Affected businesses were set back by an average of £60,000
The extreme wet weather of 2012 could have cost the UK economy close to £600m, according to a report by the Environment Agency.
The overall financial cost to businesses was £200m, including £84m in property damage. In total, property damge from flooding cost the economy £277m. The indirect cost to businesses from disruption such as staff being unable to get to work, was up to £33m. Transport and utility disruption cost a further £82m.
There was a flood one day in every five last year, with more than 7,000 properties affected.
Every business affected by flooding was set back by an average of £60,000, but flood defences protected 200,000 properties worth up to £1.7bn to the UK economy.

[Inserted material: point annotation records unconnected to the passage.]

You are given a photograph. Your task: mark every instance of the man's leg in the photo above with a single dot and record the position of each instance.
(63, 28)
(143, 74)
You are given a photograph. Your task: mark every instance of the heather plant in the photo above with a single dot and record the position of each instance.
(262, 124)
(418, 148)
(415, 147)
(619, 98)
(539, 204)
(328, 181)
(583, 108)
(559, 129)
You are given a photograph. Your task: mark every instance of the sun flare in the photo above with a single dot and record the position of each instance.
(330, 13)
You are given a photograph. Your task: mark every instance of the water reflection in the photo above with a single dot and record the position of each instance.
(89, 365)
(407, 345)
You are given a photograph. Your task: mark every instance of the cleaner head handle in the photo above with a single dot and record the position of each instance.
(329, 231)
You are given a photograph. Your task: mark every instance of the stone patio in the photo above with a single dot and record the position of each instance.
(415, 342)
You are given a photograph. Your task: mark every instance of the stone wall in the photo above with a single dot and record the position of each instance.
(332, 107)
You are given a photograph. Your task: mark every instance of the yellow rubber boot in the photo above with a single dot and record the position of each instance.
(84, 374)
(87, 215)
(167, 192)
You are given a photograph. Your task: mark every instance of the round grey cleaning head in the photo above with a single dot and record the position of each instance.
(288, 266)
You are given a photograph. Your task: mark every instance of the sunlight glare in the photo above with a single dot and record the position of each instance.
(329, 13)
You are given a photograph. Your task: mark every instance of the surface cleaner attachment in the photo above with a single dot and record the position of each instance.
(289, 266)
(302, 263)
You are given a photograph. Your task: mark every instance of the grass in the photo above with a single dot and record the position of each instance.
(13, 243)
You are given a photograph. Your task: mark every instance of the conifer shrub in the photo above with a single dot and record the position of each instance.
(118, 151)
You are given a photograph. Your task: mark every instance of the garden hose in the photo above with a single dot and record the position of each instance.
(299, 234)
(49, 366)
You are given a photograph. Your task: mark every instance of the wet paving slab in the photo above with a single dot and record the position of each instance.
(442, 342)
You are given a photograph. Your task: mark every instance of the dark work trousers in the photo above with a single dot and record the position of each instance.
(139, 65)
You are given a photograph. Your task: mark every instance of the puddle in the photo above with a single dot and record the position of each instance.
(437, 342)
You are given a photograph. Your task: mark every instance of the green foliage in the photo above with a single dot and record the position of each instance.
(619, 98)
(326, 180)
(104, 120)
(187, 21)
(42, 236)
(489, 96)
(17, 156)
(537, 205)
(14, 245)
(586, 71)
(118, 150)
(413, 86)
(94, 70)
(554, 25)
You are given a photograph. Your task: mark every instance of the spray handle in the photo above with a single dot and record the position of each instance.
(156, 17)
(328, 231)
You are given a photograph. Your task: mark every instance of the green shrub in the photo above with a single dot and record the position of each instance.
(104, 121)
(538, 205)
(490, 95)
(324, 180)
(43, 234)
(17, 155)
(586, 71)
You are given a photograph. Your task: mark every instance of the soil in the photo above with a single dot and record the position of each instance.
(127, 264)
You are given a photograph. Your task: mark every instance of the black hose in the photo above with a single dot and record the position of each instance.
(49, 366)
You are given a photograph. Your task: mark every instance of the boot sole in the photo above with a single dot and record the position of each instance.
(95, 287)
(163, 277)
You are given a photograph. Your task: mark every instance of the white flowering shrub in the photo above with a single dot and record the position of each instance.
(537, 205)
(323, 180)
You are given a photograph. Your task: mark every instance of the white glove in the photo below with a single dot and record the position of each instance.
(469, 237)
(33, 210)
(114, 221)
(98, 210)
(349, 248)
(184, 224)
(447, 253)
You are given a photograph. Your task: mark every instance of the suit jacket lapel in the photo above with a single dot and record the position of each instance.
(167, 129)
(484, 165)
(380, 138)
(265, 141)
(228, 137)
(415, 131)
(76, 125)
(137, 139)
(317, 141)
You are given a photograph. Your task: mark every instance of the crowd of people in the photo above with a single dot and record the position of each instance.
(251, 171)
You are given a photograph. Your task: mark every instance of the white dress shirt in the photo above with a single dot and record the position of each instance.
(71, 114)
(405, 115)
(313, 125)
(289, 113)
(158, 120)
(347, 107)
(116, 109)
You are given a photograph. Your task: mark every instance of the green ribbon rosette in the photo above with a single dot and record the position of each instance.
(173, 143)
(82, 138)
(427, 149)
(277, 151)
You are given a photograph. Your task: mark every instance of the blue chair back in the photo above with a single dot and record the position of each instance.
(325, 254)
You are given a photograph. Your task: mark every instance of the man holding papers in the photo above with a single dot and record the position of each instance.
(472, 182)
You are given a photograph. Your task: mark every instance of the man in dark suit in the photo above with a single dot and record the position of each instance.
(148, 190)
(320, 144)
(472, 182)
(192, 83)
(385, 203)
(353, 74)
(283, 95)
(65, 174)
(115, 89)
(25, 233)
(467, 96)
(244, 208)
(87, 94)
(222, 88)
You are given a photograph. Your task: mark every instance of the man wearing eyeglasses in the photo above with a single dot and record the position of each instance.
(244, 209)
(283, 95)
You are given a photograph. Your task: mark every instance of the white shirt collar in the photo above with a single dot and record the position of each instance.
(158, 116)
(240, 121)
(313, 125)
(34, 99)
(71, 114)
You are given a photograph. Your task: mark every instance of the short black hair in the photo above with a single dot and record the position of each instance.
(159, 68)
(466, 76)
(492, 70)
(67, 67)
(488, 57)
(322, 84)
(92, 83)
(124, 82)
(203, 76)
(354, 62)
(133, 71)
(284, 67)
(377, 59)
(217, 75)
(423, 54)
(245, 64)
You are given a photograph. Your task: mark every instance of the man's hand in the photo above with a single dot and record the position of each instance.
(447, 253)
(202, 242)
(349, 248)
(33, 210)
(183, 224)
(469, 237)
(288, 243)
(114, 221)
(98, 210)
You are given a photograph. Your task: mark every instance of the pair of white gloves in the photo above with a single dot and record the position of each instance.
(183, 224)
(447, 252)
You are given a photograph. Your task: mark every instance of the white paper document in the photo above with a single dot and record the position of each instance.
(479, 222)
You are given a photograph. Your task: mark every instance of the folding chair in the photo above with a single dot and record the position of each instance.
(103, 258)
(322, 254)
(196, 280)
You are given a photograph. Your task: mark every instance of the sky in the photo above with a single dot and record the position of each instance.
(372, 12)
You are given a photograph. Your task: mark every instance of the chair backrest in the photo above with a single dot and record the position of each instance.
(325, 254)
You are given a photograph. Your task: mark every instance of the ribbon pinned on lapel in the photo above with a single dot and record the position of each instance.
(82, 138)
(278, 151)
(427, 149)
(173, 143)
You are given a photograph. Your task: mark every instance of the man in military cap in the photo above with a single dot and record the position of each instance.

These figures come as the government’s response to the consultation on insurance in areas of flood risk confirmed that SMEs will not receive access to cover under Flood Re.
The second reading of the Water Bill, which is being debated today in the House of Commons, has a placeholder clause for the Flood Re legislation.
In response to the research ABI director general Otto Thoresen said: “Sustained and targeted investment in flood defences, with the government taking the lead, is essential to keep on top of the UK’s rising flood risk.
“Insurers play a crucial role in not only helping firms recover from the significant and expensive impact of a flood, but also in offering help and advice to enable businesses to manage and minimise the flood risk.”
In England and Wales, 175,000 businesses are at risk of flooding. The Environment Agency said in the face of more extreme weather, businesses are increasingly coming forward to contribute to local flood defences that would otherwise not get full government funding.
Around 50% of managers also reported that severe weather caused disruption to their organisation last year, while disruption caused by flooding to transport, communications and utility links in 2012 is estimated to have cost the economy a further £82m.
Director of flood and coastal risk management David Rooke added: “Extreme events, such as the flooding and drought in 2012, are likely to become more frequent and more severe in the coming decades.
“It is vital that businesses plan for weather impacts to safeguard their operations today and in the future. Every £1 spent on preventing flooding saves £8 in repairing damage.”